Tahlilan: Membaca Tahlil dan Doa untuk Mayit secara berjamaah
❌ Tuduhan Wahhabi:
Tahlilan adalah bid’ah karena Nabi ﷺ tidak pernah mengajarkan acara ini.
✅ Jawaban Ahlussunnah:
🔹 Dalil Al-Qur'an:
- QS. Al-Hasyr: 10
“Dan orang-orang yang datang sesudah mereka (Muhajirin dan Anshar), mereka berdoa: ‘Ya Rabb kami, ampunilah kami dan saudara-saudara kami yang telah lebih dahulu beriman...’”
➤ Ini dalil doa untuk orang mati dianjurkan.
🔹 Dalil Hadis:
- HR. Muslim:
“Apabila seseorang meninggal dunia, maka amalnya terputus kecuali tiga: sedekah jariyah, ilmu yang bermanfaat, dan anak shalih yang mendoakannya.”

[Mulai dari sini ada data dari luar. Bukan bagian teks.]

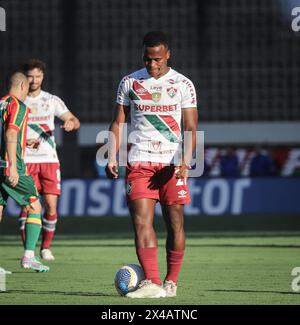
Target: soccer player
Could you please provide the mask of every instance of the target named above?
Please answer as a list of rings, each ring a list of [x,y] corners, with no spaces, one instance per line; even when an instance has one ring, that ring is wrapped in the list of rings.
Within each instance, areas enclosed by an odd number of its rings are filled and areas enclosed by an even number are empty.
[[[144,36],[145,68],[120,82],[115,117],[110,126],[111,158],[106,167],[110,178],[118,177],[116,155],[120,147],[121,123],[129,114],[131,131],[135,131],[129,135],[126,192],[136,253],[146,280],[136,291],[127,294],[130,298],[176,296],[184,257],[183,208],[190,203],[187,176],[191,152],[196,146],[198,111],[193,83],[168,66],[169,58],[170,49],[164,33],[154,31]],[[176,163],[175,157],[180,157],[178,153],[182,147],[182,122],[184,130],[192,133],[192,141]],[[153,228],[158,200],[167,226],[167,274],[163,283]]]
[[[37,59],[31,59],[23,66],[23,71],[29,81],[29,94],[25,103],[30,107],[28,121],[28,139],[35,139],[39,144],[26,148],[25,163],[30,175],[43,195],[45,214],[42,218],[41,258],[54,260],[50,250],[57,223],[57,201],[61,193],[60,165],[56,152],[54,138],[54,119],[58,117],[64,123],[61,126],[66,132],[77,130],[80,122],[66,107],[64,102],[42,90],[45,64]],[[25,241],[24,223],[27,217],[25,210],[19,217],[20,231]]]
[[[27,211],[25,220],[25,252],[21,266],[37,272],[47,272],[49,267],[35,258],[35,246],[41,231],[41,204],[38,192],[23,160],[26,147],[26,131],[29,108],[24,104],[29,83],[20,72],[14,73],[9,81],[9,94],[0,102],[1,109],[1,159],[6,161],[1,173],[0,220],[8,196]],[[34,141],[30,141],[33,146]]]

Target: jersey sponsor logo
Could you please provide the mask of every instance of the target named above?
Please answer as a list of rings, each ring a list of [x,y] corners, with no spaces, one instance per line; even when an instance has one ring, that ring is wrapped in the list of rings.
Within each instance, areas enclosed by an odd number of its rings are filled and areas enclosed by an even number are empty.
[[[150,143],[151,143],[150,149],[152,149],[154,151],[161,150],[161,142],[160,141],[151,141]]]
[[[190,95],[191,95],[191,104],[196,105],[196,94],[193,85],[188,80],[183,80],[182,82],[185,83],[189,88]]]
[[[134,104],[134,108],[141,112],[172,112],[177,110],[177,104],[174,105],[138,105]]]
[[[174,80],[174,79],[169,79],[169,80],[168,80],[168,83],[172,85],[172,84],[175,83],[175,80]]]
[[[160,101],[160,99],[161,99],[161,93],[158,93],[158,92],[156,92],[156,93],[152,93],[152,100],[154,101],[154,102],[159,102]]]
[[[43,122],[43,121],[50,121],[50,120],[51,120],[50,115],[29,117],[30,122]]]
[[[155,91],[155,92],[161,92],[162,91],[162,86],[151,86],[150,89]]]
[[[177,89],[174,87],[167,88],[167,93],[171,98],[173,98],[177,93]]]

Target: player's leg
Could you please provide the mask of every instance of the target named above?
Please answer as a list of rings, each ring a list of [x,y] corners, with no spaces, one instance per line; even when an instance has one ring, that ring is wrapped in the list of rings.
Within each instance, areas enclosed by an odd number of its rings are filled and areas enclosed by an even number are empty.
[[[164,287],[170,297],[176,296],[178,275],[184,257],[185,232],[183,205],[162,205],[162,211],[167,228],[167,275],[165,277]]]
[[[4,206],[3,205],[0,205],[0,222],[3,219],[3,214],[4,214]]]
[[[164,287],[167,296],[176,296],[178,275],[185,249],[184,204],[190,203],[187,179],[176,179],[175,167],[166,166],[161,171],[160,200],[167,228],[167,275]]]
[[[145,273],[145,281],[134,292],[128,293],[129,298],[160,298],[166,292],[161,287],[161,279],[157,260],[157,238],[153,228],[156,200],[143,198],[129,204],[135,233],[135,247],[139,262]]]
[[[146,279],[160,285],[157,238],[153,228],[155,204],[153,199],[138,199],[130,202],[129,210],[135,234],[136,253]]]
[[[18,222],[19,222],[19,231],[22,239],[23,246],[25,245],[26,233],[25,233],[25,223],[27,219],[27,208],[22,207],[21,212],[19,214]]]
[[[45,207],[42,218],[41,257],[50,261],[55,259],[50,248],[58,219],[57,202],[61,193],[60,166],[58,163],[41,163],[40,168],[40,183]]]
[[[0,177],[0,223],[3,221],[4,218],[4,210],[7,204],[7,199],[8,199],[8,194],[7,192],[3,189],[1,184],[5,182],[4,177]]]
[[[2,188],[20,206],[26,206],[28,216],[25,223],[25,252],[21,259],[21,266],[37,272],[47,272],[49,268],[35,258],[35,247],[41,231],[41,204],[38,192],[31,176],[20,176],[18,184],[11,187],[8,177],[5,177]]]
[[[27,206],[28,216],[25,224],[25,251],[21,259],[21,266],[25,269],[32,269],[37,272],[48,272],[49,267],[43,265],[35,257],[35,247],[41,232],[41,212],[42,207],[40,201],[36,199]]]
[[[161,287],[157,260],[157,238],[153,228],[158,198],[152,166],[128,166],[126,175],[127,201],[135,233],[135,247],[146,280],[129,298],[159,298],[166,292]]]
[[[37,163],[28,163],[26,164],[27,167],[27,171],[28,174],[33,178],[33,181],[35,183],[35,186],[38,190],[38,192],[40,192],[41,190],[41,184],[39,181],[39,164]],[[25,245],[25,238],[26,238],[26,233],[25,233],[25,223],[26,223],[26,219],[27,219],[27,215],[28,215],[28,209],[26,206],[21,208],[21,212],[19,215],[19,230],[20,230],[20,235],[21,235],[21,239],[23,242],[23,246]]]
[[[55,194],[45,194],[44,206],[45,214],[42,219],[42,243],[41,243],[41,257],[45,260],[54,260],[50,247],[56,230],[57,223],[57,201],[58,196]]]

➤ Doa anak shalih dan orang lain untuk mayit diperbolehkan dan dianjurkan.
🔹 Dalil dari Sahabat:
- Dalam “Musannaf Ibn Abi Syaibah”, sahabat Nabi, Sayyidina Ibn Mas’ud, menganjurkan untuk berkumpul dan membaca Al-Qur’an dan berdoa untuk mayit.
🔹 Ijma’ Ulama:
- Ulama mazhab Syafi’i seperti Imam Nawawi dan Imam As-Suyuthi membolehkan berkumpul untuk membaca Al-Qur’an dan mendoakan mayit.